Sunday, May 21, 2006

It's Payback Time

It's time for buyers to start playing hardball again. It's payback time. Drive those prices down; you buyers have the power now, exploit it.
Talk of the end of the real estate boom is on everyone's lips along with advice that buyers should start playing hardball again. That means more than making a low offer in a declining market.

Experts are telling home buyers they can and should ask sellers for extras, such as a year of mortgage payments or picking up all closing costs. And Realtors, who saw their ranks swell with rookies during the last few years, may also be willing to take a much smaller cut of the deal.

But not so fast, says Rhonda Duffy of Duffy Realty in Atlanta, a flat-fee brokerage. She takes a contrarian view on how home buyers should handle what could be a pause or a serious housing downturn.

While some overheated residential markets -- Southern California, Florida -- may see prices drop significantly, elsewhere homes are simply sitting on the market longer. Even in Atlanta, where home prices haven't swelled as much and so a bursting bubble is less likely, there are still four homes on the market for every one buyer. So instead of it taking a weekend to sell, now it takes a month, or two or six.
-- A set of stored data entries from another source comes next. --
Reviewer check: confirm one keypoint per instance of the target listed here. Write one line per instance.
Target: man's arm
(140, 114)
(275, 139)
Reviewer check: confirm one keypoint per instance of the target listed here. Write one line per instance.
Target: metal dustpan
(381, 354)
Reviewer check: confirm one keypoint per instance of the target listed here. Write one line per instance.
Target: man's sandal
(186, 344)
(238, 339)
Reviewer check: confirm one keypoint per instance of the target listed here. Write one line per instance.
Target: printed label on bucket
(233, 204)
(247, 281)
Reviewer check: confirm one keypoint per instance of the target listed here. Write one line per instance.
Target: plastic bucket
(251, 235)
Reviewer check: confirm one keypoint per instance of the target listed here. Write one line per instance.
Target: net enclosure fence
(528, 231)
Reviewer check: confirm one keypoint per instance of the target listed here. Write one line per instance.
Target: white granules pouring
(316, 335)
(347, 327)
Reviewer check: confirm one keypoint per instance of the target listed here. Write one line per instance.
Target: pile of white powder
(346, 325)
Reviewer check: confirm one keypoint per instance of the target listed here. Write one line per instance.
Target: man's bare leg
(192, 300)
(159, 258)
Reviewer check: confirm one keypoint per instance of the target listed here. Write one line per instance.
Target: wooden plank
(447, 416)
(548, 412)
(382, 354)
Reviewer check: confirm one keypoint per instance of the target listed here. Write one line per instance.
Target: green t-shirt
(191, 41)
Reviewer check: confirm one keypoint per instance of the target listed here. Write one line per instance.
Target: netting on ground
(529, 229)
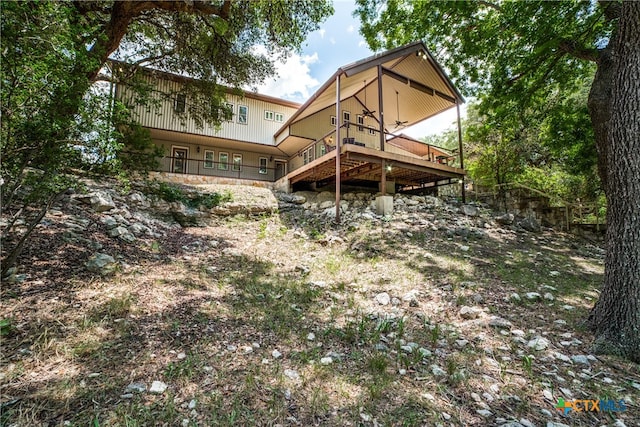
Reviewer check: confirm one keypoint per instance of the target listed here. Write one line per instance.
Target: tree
(55, 122)
(522, 52)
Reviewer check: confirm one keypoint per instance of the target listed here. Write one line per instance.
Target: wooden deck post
(383, 175)
(338, 117)
(464, 197)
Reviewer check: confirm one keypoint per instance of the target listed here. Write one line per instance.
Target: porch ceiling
(365, 164)
(414, 88)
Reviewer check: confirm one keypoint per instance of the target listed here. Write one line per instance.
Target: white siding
(256, 130)
(319, 124)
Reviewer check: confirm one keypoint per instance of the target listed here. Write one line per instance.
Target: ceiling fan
(366, 112)
(399, 123)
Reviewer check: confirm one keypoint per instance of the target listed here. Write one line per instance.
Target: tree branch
(123, 13)
(570, 47)
(490, 5)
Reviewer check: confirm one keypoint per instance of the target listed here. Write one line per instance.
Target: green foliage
(524, 62)
(58, 102)
(6, 327)
(173, 193)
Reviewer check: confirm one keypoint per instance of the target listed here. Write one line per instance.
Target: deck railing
(326, 143)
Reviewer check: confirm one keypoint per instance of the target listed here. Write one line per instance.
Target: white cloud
(437, 124)
(294, 80)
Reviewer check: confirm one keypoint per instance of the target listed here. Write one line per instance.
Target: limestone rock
(538, 343)
(102, 264)
(506, 219)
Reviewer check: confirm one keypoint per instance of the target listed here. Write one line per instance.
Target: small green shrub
(173, 193)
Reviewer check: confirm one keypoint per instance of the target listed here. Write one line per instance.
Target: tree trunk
(614, 104)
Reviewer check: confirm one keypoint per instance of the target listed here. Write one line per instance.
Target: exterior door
(281, 169)
(179, 160)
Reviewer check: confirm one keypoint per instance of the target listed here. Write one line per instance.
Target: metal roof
(414, 88)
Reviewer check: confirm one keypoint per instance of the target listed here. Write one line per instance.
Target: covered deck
(359, 113)
(362, 165)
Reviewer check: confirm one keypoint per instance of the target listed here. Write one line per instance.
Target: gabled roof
(417, 147)
(414, 87)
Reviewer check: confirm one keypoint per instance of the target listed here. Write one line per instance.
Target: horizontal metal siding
(195, 161)
(256, 130)
(319, 124)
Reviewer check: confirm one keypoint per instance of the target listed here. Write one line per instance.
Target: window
(223, 161)
(243, 112)
(209, 159)
(180, 104)
(237, 162)
(262, 161)
(228, 114)
(308, 155)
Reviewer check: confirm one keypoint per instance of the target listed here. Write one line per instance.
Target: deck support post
(464, 196)
(383, 176)
(338, 117)
(380, 108)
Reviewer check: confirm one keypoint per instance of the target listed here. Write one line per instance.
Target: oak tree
(522, 52)
(54, 54)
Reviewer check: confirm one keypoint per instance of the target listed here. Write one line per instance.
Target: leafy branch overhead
(516, 57)
(58, 119)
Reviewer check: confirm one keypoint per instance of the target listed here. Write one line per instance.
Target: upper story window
(262, 168)
(180, 103)
(223, 161)
(243, 114)
(237, 162)
(208, 159)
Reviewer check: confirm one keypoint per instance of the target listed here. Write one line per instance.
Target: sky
(337, 43)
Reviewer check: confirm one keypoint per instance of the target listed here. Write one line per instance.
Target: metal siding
(195, 161)
(319, 124)
(257, 130)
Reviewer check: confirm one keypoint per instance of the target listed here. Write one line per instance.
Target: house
(348, 132)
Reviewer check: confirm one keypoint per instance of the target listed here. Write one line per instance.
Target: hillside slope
(268, 313)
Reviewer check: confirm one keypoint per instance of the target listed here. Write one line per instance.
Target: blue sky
(337, 42)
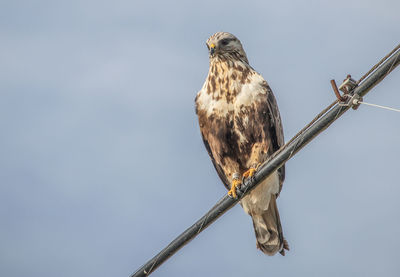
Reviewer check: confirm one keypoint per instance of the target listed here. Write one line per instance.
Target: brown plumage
(241, 127)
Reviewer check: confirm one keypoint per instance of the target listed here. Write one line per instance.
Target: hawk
(241, 127)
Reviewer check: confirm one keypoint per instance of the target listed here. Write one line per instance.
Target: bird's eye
(224, 42)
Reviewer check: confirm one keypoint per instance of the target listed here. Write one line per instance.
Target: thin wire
(379, 106)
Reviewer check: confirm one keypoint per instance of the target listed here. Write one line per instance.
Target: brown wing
(275, 128)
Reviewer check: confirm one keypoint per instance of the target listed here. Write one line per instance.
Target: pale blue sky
(101, 160)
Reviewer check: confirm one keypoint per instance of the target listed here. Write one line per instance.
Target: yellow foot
(235, 183)
(251, 171)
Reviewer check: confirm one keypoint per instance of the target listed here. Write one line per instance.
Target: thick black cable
(325, 119)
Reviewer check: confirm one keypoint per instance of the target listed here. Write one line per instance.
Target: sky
(101, 159)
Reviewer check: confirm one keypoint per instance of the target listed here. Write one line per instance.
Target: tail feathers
(268, 229)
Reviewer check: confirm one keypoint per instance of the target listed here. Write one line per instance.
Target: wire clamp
(348, 85)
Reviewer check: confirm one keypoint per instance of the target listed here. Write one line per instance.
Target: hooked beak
(212, 49)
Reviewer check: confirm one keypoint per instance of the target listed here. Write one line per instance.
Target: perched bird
(241, 127)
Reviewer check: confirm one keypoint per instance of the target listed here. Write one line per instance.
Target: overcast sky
(101, 160)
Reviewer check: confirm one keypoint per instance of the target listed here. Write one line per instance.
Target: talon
(251, 171)
(235, 184)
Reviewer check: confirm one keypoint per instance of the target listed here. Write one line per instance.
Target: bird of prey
(241, 127)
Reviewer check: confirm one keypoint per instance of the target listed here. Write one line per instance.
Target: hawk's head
(223, 44)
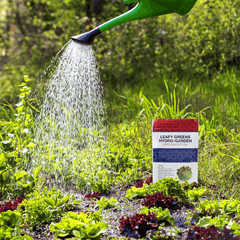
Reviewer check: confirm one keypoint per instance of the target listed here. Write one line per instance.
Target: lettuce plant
(162, 215)
(196, 193)
(210, 233)
(105, 203)
(137, 225)
(46, 206)
(81, 226)
(10, 223)
(137, 192)
(169, 187)
(229, 207)
(160, 200)
(92, 195)
(220, 222)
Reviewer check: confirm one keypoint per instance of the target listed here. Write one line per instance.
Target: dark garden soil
(127, 208)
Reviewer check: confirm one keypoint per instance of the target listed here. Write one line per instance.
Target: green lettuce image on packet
(184, 173)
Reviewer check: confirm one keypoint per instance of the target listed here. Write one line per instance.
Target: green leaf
(31, 144)
(204, 222)
(19, 174)
(50, 201)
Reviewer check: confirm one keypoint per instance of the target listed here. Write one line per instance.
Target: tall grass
(126, 154)
(215, 102)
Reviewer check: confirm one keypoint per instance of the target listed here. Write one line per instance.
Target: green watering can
(144, 9)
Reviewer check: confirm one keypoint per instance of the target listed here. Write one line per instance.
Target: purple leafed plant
(140, 183)
(11, 205)
(94, 195)
(160, 200)
(138, 225)
(211, 233)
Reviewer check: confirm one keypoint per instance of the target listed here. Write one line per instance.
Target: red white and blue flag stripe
(175, 144)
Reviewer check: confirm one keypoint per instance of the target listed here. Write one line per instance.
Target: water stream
(72, 113)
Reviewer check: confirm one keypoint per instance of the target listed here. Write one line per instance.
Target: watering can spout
(144, 9)
(86, 38)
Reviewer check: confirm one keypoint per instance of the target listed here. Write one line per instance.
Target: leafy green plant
(81, 226)
(162, 215)
(10, 223)
(46, 206)
(220, 222)
(196, 193)
(226, 207)
(104, 203)
(137, 192)
(169, 187)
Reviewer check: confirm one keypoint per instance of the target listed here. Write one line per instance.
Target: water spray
(144, 9)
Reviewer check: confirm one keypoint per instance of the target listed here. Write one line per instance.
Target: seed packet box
(175, 149)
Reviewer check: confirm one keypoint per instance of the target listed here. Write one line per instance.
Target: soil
(127, 208)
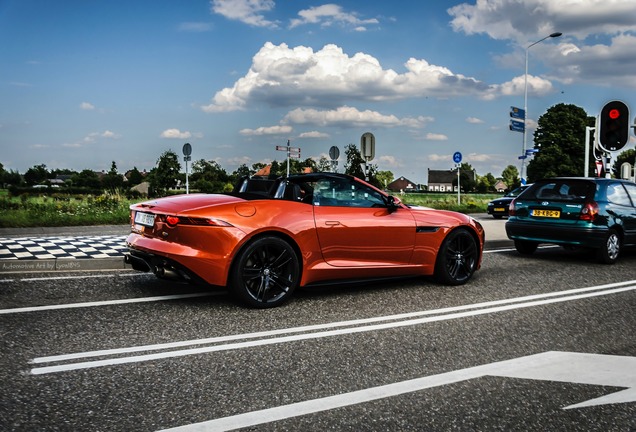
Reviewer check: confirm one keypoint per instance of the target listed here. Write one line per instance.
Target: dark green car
(595, 213)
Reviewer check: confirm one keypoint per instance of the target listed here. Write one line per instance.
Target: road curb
(62, 264)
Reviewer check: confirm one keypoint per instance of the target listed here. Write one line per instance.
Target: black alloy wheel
(611, 250)
(457, 258)
(266, 273)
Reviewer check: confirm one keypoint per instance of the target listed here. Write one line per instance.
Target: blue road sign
(517, 113)
(517, 126)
That's partly due to the Internet, which allows prospective buyers to look at hundreds of listings online and view maps of sales and estimated values in a neighborhood, according to Duffy, who says the glut of information has slowed the process down.

Instead of muddying up the contract with requests for extras, she counsels, buyers would do well to focus on the bottom line. Too many caveats can frustrate a seller, for whom the deal is as much an emotional decision as it is a rational business transaction. That's the opposite of what some others are saying, she admits.

And don't expect your lowball offer to be snapped up by anxious sellers. People are already gearing up for longer waits on the market. In fact, says Duffy, agents will do much of the hard work for you in bargaining the price down. In a flat market, they're more anxious to get the commission on a sale than to get a high price.


Blogger Athena said...

Did you see Matt Lauer bagging on the 50 yr mortgage this morning? I wonder if this is just the beginning of the media criticism for this product? Granted it was a soft piece, but the point was still made.

May 22, 2006, 9:01:00 AM  
Blogger peterbob said...

I don't agree with much of what Rhonda said, but she's right about focusin on the "bottom line." Seems to me that it's silly to talk about any concession other than a lower price. I don't want closing costs paid, or one year of mortgage paid, or a car. I want a lower price. (and I'm not gonna buy until I find it!)

May 22, 2006, 9:16:00 AM  
Blogger Marinite said...

peterbob -

Exactly. The amount you save year after year on saved property tax far, far outweighs those short-term concessions.

Buyers - go for the bottom line. Accept nothing else but a reduction in the selling price.

May 22, 2006, 10:29:00 AM  
Blogger moonvalley said...

The 50 year that's what the guys on KSVYs' RE show this afternoon were touting. That what we need, a 50 year mortage and a fountain of youth.